Shell's Olympus sits about a mile (1.6 km) from its Mars platform around 130 miles (210 km) south of New Orleans, and is the company's seventh operated platform in the Gulf.
Shell said Olympus will help push the Mars oilfield's production to 100,000 barrels of oil equivalent per day (boepd) by 2016. In 2013, the field produced an average of 60,000 boepd, the company said.
Other major Gulf producers with projects slated to start cumulatively pumping more than 700,000 barrels per day in the next two years include Chevron Corp, Anadarko Petroleum Corp and Hess Corp.
The growth in Gulf output will bolster the United States' emerging role as the world's top oil and gas producer, a trend helped by improved deepwater technology and advances in hydraulic fracturing and horizontal drilling that unlock hydrocarbons from tight rock reservoirs in places like North Dakota's Bakken and the Permian of West Texas.
The platform startup, as well as other projects to increase Gulf oil output, was a sharp contrast to cost issues facing the Anglo-Dutch oil company, including its decision to suspend its controversial Arctic drilling program as a wider effort to cut spending and streamline operations.
Shell Chief Executive Ben van Beurden told investors last week that improving profitability in North American upstream "will be a particular priority for us."

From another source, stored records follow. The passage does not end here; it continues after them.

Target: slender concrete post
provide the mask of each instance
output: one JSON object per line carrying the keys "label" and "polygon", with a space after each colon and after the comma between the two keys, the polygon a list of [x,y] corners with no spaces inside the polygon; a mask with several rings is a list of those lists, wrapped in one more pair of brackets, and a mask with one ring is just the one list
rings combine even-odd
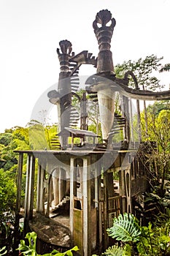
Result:
{"label": "slender concrete post", "polygon": [[91,241],[89,227],[90,226],[90,173],[88,168],[88,157],[83,159],[82,173],[82,209],[83,209],[83,256],[91,255]]}
{"label": "slender concrete post", "polygon": [[[73,241],[73,230],[74,230],[74,159],[71,157],[70,159],[70,214],[69,214],[69,223],[70,223],[70,233],[71,241]],[[74,244],[72,244],[74,245]]]}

Recent signs of such streamlining include Shell seeking to sell a stake in its newly reversed 300,000 bpd Houston-to-Houma crude oil pipeline, and shelving a proposed gas-to-liquids (GTL) plant in Louisiana because of rising costs.
But Shell's commitment to the Gulf, where the company is the top oil producer, as a growth area remains. Hollowell said the production startup of up to 50,000 boe from its Cardamom field - which will be hooked up to Shell's Auger platform - is on track for this year.
Shell also aims in 2016 to start pumping from its Stones field in the Gulf, using the basin's second floating production, storage and offloading (FPSO) vessel rather than a moored platform like Olympus.
While Olympus started earlier than planned, startup for one of Chevron's new platforms has been pushed to 2015. Chevron had planned to start both its 170,000 bpd Jack/St Malo and 75,000 bpd Big Foot platforms later this year, but Big Foot will be shipped out to sea in the third quarter with startup slated for 2015, the company said.
Both platforms figure heavily into Chevron's production growth plans.
Also, BP last year put the brakes on its second Mad Dog platform project because costs had risen sharply.
A BP spokesman said on Tuesday that the company remains committed to the project, albeit retooled as the company evaluates different design and development options.
Hollowell said the startup of Olympus came six months ahead of schedule on efficiencies in design, construction and commissioning. Shell had expected the platform to start pumping in the second half of 2014, he said.
Part of that quicker startup stems from a new onshore control room in New Orleans for Olympus, from which the company commissioned its seabed production equipment.
"We are creating these operations centers for all our platforms. Olympus just happens to be the first one," Hollowell said.